Fig. 2. Thermal characterization of the calorimeter.

Fig. 2

a Thermal conductance characterization (Gth) performed at a flow rate of 100 nl min−1: temperature rise (ΔTth) of the center of the sensing capillary tube as a function of the DC power input is plotted, resulting in Gth of ∼27 µW K−1 (magenta squares). The inset shows the temperature rise for sub-nW level inputs that result in a smaller temperature rise (0–40 µK). The data represent the mean value of four different measurements and the error bars represent the standard deviation (±SD). From the observed standard deviation of (±5 µK) we estimate a noise floor of ∼10 µK. b Validation of thermal resolution.
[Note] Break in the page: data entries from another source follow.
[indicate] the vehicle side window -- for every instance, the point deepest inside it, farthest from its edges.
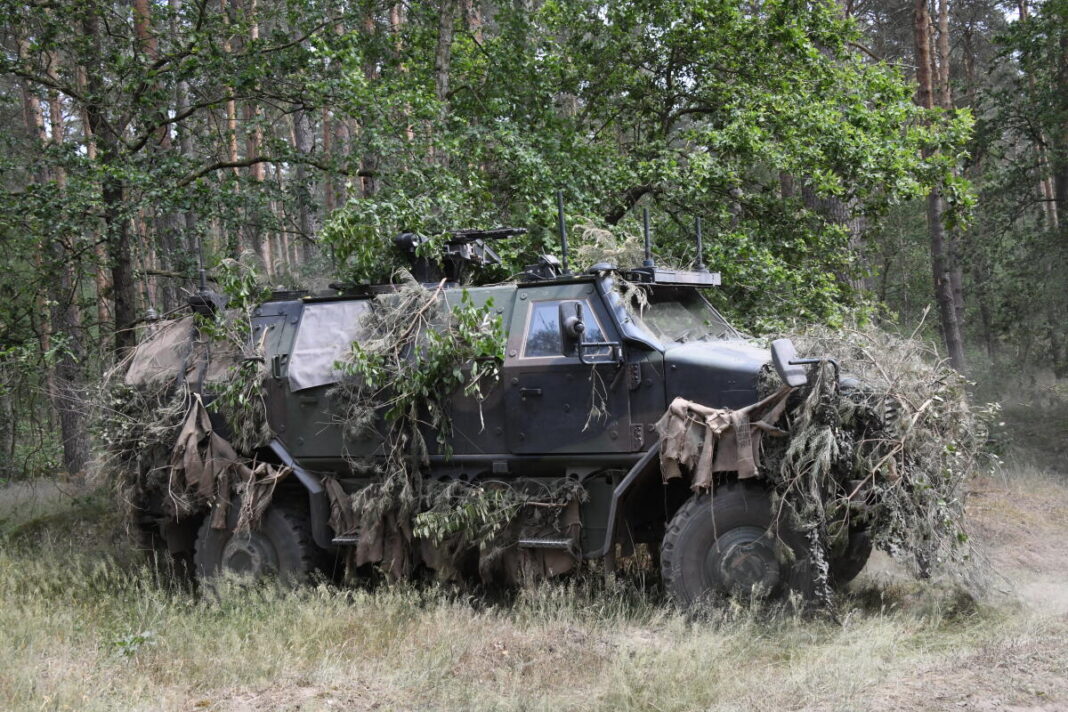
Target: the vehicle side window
(543, 329)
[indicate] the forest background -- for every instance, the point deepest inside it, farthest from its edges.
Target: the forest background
(899, 160)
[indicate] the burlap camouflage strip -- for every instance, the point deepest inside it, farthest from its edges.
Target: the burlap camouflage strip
(389, 541)
(705, 440)
(205, 468)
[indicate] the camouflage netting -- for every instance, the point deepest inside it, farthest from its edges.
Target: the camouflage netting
(889, 452)
(157, 442)
(417, 352)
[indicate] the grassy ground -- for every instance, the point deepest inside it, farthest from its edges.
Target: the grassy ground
(84, 627)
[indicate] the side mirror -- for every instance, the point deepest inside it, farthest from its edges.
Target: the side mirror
(571, 327)
(784, 357)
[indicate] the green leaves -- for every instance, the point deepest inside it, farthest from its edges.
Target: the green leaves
(706, 105)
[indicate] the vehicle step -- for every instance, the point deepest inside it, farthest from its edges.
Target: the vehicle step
(345, 541)
(545, 543)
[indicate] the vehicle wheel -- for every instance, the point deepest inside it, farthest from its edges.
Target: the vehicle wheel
(727, 544)
(848, 566)
(280, 547)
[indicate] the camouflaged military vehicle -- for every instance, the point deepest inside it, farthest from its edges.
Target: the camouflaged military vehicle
(662, 376)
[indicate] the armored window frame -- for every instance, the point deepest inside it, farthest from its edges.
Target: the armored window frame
(590, 316)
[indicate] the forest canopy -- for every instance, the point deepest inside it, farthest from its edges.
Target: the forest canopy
(847, 157)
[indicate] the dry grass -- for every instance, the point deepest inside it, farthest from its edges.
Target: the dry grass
(81, 628)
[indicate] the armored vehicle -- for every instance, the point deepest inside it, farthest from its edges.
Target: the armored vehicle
(585, 379)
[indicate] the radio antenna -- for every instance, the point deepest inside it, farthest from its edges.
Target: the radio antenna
(701, 244)
(201, 272)
(562, 227)
(648, 243)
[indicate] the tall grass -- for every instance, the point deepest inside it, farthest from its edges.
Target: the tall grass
(85, 626)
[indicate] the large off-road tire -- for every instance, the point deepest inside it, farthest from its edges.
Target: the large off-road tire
(728, 544)
(847, 566)
(280, 548)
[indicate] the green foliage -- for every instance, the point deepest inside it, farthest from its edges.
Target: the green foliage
(239, 397)
(422, 356)
(694, 105)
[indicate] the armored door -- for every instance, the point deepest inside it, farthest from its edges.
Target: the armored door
(554, 402)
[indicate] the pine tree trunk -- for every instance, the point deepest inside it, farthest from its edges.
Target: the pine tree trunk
(305, 209)
(112, 196)
(943, 288)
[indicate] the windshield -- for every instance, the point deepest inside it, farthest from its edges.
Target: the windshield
(682, 315)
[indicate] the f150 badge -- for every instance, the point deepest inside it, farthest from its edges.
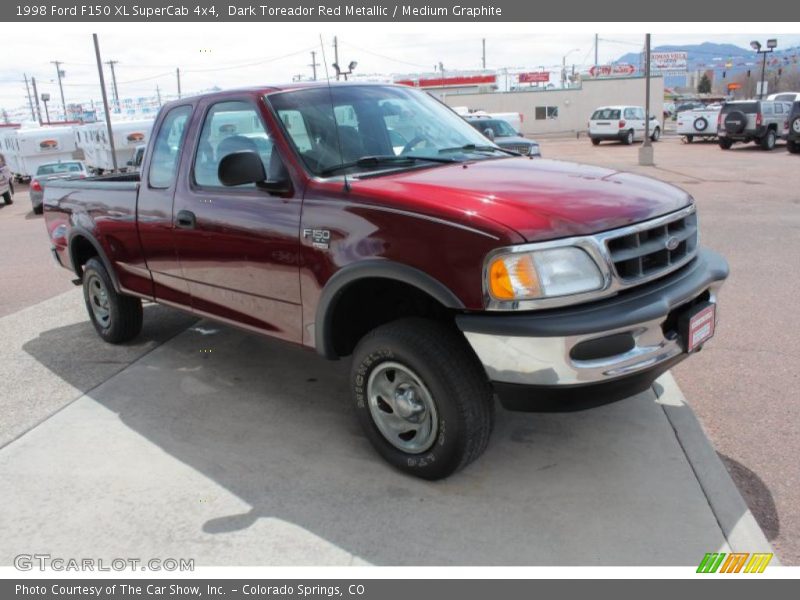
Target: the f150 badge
(320, 238)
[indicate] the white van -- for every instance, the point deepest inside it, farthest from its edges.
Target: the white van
(621, 123)
(40, 145)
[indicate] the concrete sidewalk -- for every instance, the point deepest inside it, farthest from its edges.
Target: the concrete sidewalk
(236, 450)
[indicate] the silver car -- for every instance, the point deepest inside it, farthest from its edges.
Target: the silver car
(63, 169)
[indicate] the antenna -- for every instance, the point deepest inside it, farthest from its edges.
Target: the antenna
(333, 112)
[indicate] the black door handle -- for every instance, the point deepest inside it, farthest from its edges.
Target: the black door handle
(185, 219)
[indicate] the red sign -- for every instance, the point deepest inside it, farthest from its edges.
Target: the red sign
(450, 81)
(610, 70)
(535, 77)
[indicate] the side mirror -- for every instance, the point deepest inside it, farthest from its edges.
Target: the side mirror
(243, 167)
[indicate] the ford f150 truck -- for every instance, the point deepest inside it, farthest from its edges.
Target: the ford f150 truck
(372, 222)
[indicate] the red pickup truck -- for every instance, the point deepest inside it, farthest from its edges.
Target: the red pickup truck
(372, 222)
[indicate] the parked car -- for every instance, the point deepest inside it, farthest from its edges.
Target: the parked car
(759, 121)
(622, 123)
(502, 134)
(699, 122)
(792, 134)
(48, 172)
(449, 273)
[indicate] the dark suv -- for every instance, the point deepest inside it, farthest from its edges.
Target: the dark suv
(793, 127)
(758, 121)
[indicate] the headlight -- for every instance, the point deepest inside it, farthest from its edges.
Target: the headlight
(542, 274)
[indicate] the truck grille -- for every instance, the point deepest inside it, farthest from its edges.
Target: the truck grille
(651, 252)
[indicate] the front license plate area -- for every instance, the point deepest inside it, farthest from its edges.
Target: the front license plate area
(696, 325)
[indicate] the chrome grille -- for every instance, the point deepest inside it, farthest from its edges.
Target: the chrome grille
(648, 253)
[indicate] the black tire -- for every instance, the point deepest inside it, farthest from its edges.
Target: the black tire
(454, 381)
(656, 134)
(628, 139)
(735, 122)
(768, 141)
(123, 320)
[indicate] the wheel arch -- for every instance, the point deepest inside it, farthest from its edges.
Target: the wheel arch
(375, 271)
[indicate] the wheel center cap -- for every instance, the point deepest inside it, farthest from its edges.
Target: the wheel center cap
(407, 403)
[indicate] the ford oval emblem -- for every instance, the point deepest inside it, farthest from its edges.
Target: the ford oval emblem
(672, 243)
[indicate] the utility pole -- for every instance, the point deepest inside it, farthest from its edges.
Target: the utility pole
(646, 150)
(111, 64)
(105, 101)
(336, 54)
(314, 64)
(36, 97)
(30, 102)
(596, 42)
(58, 64)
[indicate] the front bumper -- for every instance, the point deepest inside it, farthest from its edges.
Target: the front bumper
(629, 337)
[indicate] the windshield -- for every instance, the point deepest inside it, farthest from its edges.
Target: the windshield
(605, 114)
(500, 128)
(333, 128)
(57, 168)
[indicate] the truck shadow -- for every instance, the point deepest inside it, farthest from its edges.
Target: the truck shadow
(273, 424)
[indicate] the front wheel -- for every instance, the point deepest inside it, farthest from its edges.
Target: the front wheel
(422, 397)
(116, 318)
(628, 140)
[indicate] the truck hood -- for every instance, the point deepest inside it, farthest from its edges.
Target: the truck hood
(539, 199)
A thermal pulse (purple solid line) with steps of 270 pW applied on the capillary (see Methods) resulted in a corresponding 10 µK rise on the temperature signal (green solid line), validating our calorimeter’s capability to resolve at least 270 pW (heat resolution). c Temperatures of both the capillaries (Tmat in solid black, Tsen in solid blue) without any sample in the sensing capillary tube are plotted for a 25-hour timespan, indicating fluctuations of ±5 µK in the differential signal (Tth in solid magenta). A 2 hour window (blue box) clearly shows that Tmat follows Tsen, indicating a common-mode radiative coupling to the outer shield. d Time constant of the sensing capillary tube. A square thermal pulse (purple solid line) in steps of ~27 nW results in a first order temperature response with a time constant of ~1.5 min.